Over the course of the morning, a lone UH-60 Blackhawk helicopter from the Alaska Army National Guard picked up six paratroopers at a time from the Big Lake airport before lifting off and climbing about 1,500 feet into the overcast sky. Once over the south shore of Big Lake, the soldiers jumped out, slowly descending with help from their new T-11 parachutes, which the Army said reduces descent speed by up to 15 feet per second over the older T-10 chutes used since World War II.

As they waited their turn to board the helicopter and jump, most of the soldiers were more nervous about the expected water temperature of Big Lake than the jump itself. All had asked to be a part of the training.

“When I heard about it, I said, ‘I need to get on that jump because we don’t have too many fun jumps around here,'” said Lt. Kris Candelaria. “This one is unique.”

When it was over, Candelaria, still dripping wet from his dip in Big Lake, said the water temperature was much warmer than he expected, at about 67 degrees.
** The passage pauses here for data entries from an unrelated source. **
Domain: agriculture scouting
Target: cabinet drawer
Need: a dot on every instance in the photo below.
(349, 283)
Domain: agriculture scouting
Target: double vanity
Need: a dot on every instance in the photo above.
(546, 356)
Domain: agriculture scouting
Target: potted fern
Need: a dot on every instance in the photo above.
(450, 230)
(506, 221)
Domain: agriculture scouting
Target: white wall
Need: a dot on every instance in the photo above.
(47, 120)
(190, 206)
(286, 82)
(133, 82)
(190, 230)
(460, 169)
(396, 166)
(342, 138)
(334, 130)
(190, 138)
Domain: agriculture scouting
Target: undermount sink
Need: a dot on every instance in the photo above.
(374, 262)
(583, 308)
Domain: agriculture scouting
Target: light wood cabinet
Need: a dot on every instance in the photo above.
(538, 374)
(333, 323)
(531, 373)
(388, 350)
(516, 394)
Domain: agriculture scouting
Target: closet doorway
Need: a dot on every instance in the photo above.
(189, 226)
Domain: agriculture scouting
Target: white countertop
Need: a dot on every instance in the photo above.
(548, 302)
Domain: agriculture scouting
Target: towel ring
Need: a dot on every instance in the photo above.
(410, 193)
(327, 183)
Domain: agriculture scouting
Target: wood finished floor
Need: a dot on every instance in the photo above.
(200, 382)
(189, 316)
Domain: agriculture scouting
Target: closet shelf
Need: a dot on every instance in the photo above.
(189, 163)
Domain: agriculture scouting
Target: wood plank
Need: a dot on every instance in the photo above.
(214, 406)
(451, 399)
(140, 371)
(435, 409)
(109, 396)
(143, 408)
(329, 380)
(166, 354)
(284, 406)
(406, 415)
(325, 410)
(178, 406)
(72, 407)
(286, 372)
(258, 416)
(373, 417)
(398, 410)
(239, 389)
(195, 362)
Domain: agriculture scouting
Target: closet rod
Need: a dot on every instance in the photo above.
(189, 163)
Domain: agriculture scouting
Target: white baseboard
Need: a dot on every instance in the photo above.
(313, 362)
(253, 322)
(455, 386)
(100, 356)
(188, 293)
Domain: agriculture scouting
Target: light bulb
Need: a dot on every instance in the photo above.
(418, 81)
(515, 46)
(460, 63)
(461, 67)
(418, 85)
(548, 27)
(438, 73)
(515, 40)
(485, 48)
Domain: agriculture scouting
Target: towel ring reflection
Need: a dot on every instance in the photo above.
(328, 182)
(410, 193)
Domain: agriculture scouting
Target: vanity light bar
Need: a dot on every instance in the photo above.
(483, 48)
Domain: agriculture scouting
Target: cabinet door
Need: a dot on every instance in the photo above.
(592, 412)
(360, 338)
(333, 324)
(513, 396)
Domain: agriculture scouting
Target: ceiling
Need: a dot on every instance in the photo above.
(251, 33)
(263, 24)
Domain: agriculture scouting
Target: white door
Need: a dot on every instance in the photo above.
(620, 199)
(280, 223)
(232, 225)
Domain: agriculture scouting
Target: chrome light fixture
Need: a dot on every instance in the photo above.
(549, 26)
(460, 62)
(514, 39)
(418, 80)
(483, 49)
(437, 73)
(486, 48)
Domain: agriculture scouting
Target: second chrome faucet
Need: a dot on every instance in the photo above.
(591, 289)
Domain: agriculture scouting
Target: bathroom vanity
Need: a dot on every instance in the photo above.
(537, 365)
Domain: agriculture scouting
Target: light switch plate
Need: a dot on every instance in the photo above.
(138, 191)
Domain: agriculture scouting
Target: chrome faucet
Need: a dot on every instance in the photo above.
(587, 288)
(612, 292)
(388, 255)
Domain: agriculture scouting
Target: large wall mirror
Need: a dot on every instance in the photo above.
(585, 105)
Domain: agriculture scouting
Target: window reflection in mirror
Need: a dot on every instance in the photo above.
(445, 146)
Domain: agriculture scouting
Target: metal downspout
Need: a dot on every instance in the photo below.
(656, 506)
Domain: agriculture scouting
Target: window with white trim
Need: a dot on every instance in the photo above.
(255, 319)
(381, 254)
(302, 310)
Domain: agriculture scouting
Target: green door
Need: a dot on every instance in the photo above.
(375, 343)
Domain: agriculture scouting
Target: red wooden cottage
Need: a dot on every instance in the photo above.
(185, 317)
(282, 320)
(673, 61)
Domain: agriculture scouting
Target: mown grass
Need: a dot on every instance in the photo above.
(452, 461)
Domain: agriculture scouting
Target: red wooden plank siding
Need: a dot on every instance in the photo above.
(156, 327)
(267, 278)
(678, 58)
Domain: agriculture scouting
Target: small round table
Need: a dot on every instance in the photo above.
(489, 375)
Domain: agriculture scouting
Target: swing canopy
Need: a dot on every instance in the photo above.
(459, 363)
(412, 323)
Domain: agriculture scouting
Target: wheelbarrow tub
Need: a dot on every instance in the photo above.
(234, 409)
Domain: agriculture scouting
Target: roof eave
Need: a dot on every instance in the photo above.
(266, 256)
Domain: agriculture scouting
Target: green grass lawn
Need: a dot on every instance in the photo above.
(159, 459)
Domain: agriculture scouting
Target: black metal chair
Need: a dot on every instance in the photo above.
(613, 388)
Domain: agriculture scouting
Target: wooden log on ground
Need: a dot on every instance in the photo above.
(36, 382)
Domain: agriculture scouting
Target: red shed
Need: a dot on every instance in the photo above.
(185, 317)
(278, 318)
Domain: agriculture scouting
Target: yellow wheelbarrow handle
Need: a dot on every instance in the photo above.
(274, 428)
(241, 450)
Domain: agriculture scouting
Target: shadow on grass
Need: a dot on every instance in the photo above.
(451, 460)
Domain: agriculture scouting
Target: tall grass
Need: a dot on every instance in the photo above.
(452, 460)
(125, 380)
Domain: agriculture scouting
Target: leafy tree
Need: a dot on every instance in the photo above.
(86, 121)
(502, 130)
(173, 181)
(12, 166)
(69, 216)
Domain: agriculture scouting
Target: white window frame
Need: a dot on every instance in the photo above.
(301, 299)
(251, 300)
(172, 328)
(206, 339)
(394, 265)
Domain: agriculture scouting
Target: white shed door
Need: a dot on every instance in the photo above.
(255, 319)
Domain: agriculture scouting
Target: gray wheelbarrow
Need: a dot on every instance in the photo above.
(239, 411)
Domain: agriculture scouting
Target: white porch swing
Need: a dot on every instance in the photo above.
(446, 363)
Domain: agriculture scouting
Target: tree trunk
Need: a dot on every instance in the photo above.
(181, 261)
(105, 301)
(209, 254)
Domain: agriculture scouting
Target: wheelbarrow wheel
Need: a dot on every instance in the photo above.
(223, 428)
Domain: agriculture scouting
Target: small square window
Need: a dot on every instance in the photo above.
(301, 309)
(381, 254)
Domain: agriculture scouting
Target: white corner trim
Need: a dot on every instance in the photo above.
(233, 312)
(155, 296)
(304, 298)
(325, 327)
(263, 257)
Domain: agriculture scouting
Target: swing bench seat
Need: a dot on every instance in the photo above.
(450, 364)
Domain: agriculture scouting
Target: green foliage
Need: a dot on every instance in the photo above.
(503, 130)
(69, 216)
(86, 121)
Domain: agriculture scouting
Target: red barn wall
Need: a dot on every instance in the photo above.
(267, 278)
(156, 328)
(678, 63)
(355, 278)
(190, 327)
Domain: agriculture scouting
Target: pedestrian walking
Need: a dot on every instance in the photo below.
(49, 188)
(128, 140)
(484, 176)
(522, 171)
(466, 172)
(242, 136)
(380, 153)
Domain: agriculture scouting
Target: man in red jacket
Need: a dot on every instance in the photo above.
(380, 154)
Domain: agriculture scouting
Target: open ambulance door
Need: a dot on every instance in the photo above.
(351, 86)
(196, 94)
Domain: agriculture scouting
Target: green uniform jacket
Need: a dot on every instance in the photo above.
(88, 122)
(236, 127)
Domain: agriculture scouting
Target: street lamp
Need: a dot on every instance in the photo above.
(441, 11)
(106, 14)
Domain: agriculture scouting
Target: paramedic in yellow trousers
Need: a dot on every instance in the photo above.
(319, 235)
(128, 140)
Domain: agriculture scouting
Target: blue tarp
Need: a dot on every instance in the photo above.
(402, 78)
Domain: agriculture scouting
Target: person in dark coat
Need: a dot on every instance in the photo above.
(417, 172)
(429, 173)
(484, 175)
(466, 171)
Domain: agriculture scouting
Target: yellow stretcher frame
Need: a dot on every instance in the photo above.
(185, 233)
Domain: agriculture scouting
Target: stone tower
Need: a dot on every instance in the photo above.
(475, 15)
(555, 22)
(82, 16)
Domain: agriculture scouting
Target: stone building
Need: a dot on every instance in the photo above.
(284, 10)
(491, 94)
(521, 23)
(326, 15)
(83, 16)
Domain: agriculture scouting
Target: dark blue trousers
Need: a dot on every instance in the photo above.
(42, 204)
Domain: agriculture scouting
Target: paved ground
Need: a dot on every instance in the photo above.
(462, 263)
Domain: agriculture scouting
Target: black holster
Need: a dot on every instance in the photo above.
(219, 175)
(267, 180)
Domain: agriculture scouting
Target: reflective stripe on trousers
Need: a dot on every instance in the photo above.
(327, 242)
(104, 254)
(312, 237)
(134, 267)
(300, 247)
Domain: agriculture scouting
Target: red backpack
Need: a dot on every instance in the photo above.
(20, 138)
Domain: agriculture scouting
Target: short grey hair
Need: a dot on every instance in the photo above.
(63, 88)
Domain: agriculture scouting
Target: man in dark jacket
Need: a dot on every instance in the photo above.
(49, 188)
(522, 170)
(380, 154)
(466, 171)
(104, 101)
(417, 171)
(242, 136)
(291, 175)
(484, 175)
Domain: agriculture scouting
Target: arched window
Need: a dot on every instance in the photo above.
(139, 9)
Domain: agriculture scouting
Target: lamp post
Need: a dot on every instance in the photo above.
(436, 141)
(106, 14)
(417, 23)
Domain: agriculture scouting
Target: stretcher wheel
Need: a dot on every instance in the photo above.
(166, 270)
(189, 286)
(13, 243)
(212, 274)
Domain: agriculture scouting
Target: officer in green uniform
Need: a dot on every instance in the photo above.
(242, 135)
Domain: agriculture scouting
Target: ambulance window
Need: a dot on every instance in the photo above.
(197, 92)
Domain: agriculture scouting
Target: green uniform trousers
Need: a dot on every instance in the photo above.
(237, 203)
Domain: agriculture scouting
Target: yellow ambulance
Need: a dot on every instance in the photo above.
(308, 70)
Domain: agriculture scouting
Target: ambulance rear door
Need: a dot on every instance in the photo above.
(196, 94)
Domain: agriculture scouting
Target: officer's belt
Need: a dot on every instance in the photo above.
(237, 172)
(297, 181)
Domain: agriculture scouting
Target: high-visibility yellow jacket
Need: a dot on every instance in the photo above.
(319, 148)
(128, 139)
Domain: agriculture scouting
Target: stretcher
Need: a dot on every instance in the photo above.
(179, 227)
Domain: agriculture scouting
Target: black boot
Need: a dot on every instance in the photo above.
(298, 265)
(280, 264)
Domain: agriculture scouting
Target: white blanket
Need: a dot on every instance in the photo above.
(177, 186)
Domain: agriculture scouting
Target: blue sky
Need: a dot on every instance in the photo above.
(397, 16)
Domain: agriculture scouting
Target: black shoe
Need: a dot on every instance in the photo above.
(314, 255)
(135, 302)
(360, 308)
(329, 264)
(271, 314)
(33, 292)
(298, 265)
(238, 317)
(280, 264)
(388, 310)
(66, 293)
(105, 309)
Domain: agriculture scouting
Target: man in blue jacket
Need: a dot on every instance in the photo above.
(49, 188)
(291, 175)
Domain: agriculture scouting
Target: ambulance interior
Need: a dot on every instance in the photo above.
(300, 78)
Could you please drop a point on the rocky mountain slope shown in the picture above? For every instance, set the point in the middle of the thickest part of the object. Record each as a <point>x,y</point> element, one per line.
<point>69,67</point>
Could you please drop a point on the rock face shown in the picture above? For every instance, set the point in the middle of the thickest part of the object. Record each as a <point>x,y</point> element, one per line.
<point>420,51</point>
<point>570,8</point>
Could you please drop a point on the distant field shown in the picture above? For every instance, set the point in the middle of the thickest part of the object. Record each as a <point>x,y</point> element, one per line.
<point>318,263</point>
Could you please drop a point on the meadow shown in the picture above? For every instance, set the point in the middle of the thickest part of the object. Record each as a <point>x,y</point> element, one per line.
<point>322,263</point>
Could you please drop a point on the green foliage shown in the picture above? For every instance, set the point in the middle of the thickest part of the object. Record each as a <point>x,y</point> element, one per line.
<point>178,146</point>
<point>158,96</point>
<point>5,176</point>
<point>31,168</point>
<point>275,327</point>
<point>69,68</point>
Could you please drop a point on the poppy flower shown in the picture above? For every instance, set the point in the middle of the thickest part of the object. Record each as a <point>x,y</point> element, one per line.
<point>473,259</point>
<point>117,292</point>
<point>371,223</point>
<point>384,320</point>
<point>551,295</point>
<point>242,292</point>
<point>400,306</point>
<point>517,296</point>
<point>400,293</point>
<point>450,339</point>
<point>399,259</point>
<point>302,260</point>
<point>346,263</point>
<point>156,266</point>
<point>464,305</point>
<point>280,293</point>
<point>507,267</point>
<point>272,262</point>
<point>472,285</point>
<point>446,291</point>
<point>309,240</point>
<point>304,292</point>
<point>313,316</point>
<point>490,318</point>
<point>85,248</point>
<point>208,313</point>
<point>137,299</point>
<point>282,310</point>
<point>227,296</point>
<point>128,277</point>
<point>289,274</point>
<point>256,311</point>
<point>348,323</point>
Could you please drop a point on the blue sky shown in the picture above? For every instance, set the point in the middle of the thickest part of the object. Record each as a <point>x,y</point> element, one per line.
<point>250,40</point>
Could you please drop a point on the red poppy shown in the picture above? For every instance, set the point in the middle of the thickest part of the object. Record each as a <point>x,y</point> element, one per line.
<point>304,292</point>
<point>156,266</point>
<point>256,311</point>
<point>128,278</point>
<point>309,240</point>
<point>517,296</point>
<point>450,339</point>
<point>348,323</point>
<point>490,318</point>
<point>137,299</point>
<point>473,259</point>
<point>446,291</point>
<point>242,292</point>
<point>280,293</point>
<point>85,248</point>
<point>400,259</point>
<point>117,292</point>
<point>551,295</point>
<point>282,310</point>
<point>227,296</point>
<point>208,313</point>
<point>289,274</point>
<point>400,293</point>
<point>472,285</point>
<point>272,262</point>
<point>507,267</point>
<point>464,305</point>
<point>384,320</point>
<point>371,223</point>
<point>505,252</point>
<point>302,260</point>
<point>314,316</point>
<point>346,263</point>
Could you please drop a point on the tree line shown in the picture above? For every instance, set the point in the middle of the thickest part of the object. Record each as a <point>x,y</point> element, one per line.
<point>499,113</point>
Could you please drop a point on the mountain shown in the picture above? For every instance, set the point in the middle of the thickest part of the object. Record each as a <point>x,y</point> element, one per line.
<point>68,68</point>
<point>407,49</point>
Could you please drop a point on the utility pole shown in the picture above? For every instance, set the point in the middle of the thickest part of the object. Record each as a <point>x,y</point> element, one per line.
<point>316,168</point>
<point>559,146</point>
“You are kind of nervous at first, and then the chute opens and you get to see Big Lake and the nice houses, and you see people on the side cheering you on,” Candelaria said.

The training event drew a crowd of spectators on the south shore of the lake, as well as onlookers from the nearby houses and cabins. The paratroopers’ families and friends watched the jump from a nearby state park campground.

“I have always wanted to see him jump, but I have never gotten the chance to before because they are always at a secret location,” said Rachel Blanchard as she stood on the shore with her 6-year-old son and newborn daughter, waiting for her husband, Staff Sgt. Joseph Blanchard, to take his turn. “But I think I am more nervous now that I can witness it.”